Tuesday, June 25, 2013

Tuesday Afternoon in the Brandywine

 Today Aaron Thompson and I headed back out to the Brandywine to paint early because the weather is hot, hot, hot and the storms were forecast to roll in by the afternoon. I took Aaron back to the spot I painted at last Saturday along the top of a hill off of Creek road that gives you a great view of a barn and the valley.

This spot also provides a nice place to park and shade to paint in---which is important when its 92 degrees out. The air was already heavy and thick, the hazy was building fast over the sweet fields of grass. We started right away, as I set up my rig Aaron did some thinking with a few sketches.


This time I wanted to use a panel instead of canvas  for a change and really liked it.  I settled on my view and sketched it in real quick with a wash of Quinacridone Red. I figures since there was still a lot of greens the red showing through in spots would look good.

 After a while I snapped a pick of Aarons sweet mass-in, you can see mine in the background and you can see the different ways we think about approaching the same subject colorwise.

 We knew we didn't have much time as the clouds were really starting to build in the heat of the afternoon. I finished before Aaron and sat as he finished up his painting with a few last deft touches. One thing for sure, it's important to know when to STOP! You can really %$#!! up a painting quickly with a few wrong notes or over tickling one spot compared to the rest of the canvas.
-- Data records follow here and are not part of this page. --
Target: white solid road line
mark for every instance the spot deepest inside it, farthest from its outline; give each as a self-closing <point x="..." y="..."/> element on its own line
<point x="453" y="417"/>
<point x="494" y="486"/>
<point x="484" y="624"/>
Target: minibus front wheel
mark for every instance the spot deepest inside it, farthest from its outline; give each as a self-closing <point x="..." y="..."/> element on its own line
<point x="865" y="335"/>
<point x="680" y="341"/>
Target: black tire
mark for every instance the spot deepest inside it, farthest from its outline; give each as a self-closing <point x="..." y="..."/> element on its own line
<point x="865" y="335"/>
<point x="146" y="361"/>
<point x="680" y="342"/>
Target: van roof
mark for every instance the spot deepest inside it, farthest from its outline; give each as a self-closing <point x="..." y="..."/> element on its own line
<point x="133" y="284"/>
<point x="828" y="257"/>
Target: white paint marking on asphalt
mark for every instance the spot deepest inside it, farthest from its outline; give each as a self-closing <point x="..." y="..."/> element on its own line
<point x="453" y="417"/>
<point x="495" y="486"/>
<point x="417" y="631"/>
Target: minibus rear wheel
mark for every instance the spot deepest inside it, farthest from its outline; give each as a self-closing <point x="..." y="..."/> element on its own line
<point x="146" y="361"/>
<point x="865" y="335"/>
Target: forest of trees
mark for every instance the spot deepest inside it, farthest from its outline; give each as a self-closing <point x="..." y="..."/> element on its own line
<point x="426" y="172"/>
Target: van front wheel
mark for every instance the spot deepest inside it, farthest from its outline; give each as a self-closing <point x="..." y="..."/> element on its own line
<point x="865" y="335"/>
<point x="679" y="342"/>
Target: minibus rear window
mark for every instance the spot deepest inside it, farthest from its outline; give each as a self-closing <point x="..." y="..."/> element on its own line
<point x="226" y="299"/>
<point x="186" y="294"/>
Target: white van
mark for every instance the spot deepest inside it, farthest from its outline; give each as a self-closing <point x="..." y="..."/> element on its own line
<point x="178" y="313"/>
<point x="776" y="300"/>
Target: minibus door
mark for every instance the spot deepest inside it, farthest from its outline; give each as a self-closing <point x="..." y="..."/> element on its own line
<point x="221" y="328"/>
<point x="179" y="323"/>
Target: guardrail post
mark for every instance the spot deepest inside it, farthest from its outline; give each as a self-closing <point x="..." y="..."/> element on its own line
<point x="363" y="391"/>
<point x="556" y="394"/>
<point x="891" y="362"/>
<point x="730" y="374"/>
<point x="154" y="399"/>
The great painters make everything on the picture plane in harmony--and plein air painting is very demanding in this way. To get down in a bold way the atmosphere, or the "prevailing weather conditions" as Peter Van Dyck would say. What is the color of the air? The light? You must also be a great designer to say more with less and to rearrange, conduct and construct. Technical knowledge in the harness to your emotional reaction, a horse that must be in control or it will over do it and ruin things quick. I find I have spells of thinking and not painting---then painting very fast. Greens are so hard to paint, and there are so many dancing into your eyes, you can dance with them all.

 Below you can see my painting as I left it. my biggest issue was the foreground and the mass of grass and the detail. I didn't want to get too busy, but I did want to get in some texture and the colors that wove together. I must have painted it 4-5 times and remassed it each time.

 There is Aaron's final and I love how he stated the planes and the feeling of air, of atmosphere. We were both kind beat so we headed off to hanks to have lunch and as our sandwiches were being served the sky grew dramatically dark, so we beat the rain by less than 20 minutes. On the way home it stormed like mad, but that means green grass for tomorrow's plein air adventure!